LG Bonn – Az.: 1 O 423/15 – Urteil vom 30.09.2016

Die Klage wird abgewiesen.

Die Kosten des Rechtsstreits trägt die Klägerin.

Das Urteil ist gegen Sicherheitsleistung in Höhe von 110 % des jeweils zu vollstreckenden Betrags vorläufig vollstreckbar.

Tatbestand

Die Klägerin macht mit der Klage Regressansprüche im Zusammenhang mit dem Neubau des A-kassengebäudes am G-platz in Z geltend.

Während der Bauarbeiten traten an dem Nachbargebäude G-Platz Rissbildungen auf. Die Beklagte zahlte als Betriebshaftpflichtversicherung der E GmbH an diese für den Schadensfall einen Betrag von 200.000,00 EUR. Diese Schadenshöhe ist zwischen den Parteien unstreitig; sie streiten allein über den Haftungsgrund.

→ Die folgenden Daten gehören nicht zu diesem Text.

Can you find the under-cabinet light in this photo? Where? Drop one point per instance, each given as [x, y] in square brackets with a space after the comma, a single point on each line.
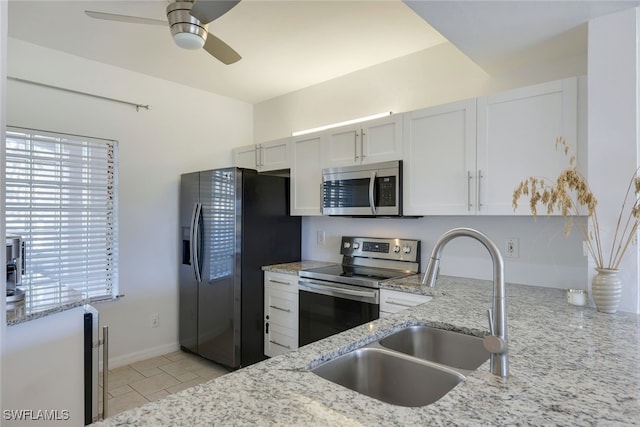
[348, 122]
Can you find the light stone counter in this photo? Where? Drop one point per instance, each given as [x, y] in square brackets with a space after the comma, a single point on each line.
[295, 267]
[42, 302]
[568, 366]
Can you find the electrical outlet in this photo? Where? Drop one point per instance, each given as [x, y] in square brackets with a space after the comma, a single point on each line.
[512, 248]
[155, 320]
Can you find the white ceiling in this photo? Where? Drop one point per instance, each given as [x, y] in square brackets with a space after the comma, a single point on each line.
[285, 45]
[290, 45]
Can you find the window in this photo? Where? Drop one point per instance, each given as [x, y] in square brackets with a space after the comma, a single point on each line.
[61, 198]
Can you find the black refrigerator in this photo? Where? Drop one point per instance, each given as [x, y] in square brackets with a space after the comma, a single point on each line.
[232, 222]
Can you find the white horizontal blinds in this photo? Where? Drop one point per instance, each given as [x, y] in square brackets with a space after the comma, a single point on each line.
[61, 197]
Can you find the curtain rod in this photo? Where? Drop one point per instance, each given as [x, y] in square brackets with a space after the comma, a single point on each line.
[77, 92]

Unter anderen waren an dem Bauvorhaben mit folgender Rollenverteilung beteiligt:

A-kasse FM AöR

Bauherrin

R Ges. mbH & Co Objekt Gs-platz KG

(Projektgesellschaft, 100%ige Tochter der A-kasse, inzwischen durch Anwachsung auf diese übergegangen)

Auftraggeberin

H GmbH

Bauherrenvertreterin

E GmbH (Versicherungsnehmerin der Klägerin)

Generalunternehmerin für Abbruch, Baugrubenverbau und Herstellung der Baugrube

B Versicherung AG (Klägerin)

Haftpflichtversicherung der Generalunternehmerin

J GmbH (Beklagte)

Subunternehmerin der Generalunternehmerin für Herstellung der Bohrpfähle für Baugrubenverbau

F3 Versicherung AG

Haftpflichtversicherung der Subunternehmerin

U GmbH

Sub-Subunternehmerin der Subunter-nehmerin für Herstellung der Bohrschablonen für Bohrpfahlwand

L GmbH

Entwurfsplanerin Bohrpfahlwand

Ingenieurbüro T4

Tragwerks- und Ausführungsplanung für Herstellung Bohrpfahlwand

Der Neubau gründet mehrere Meter tiefer als die unmittelbar angrenzende Bebauung. Um diese gegen baubedingte Beschädigungen zu schützen, sollte nach Abbruch und Entsorgung der Altgebäude, aber noch vor Beginn der Vertiefungsarbeiten entlang der Grenze zu den Nachbargebäuden eine mehr als 10 m in das Erdreich hinunterragende Bohrpfahlwand hergestellt werden, bevor sodann die (mehrere Meter tiefe) Baugrube ausgeschachtet werden sollte.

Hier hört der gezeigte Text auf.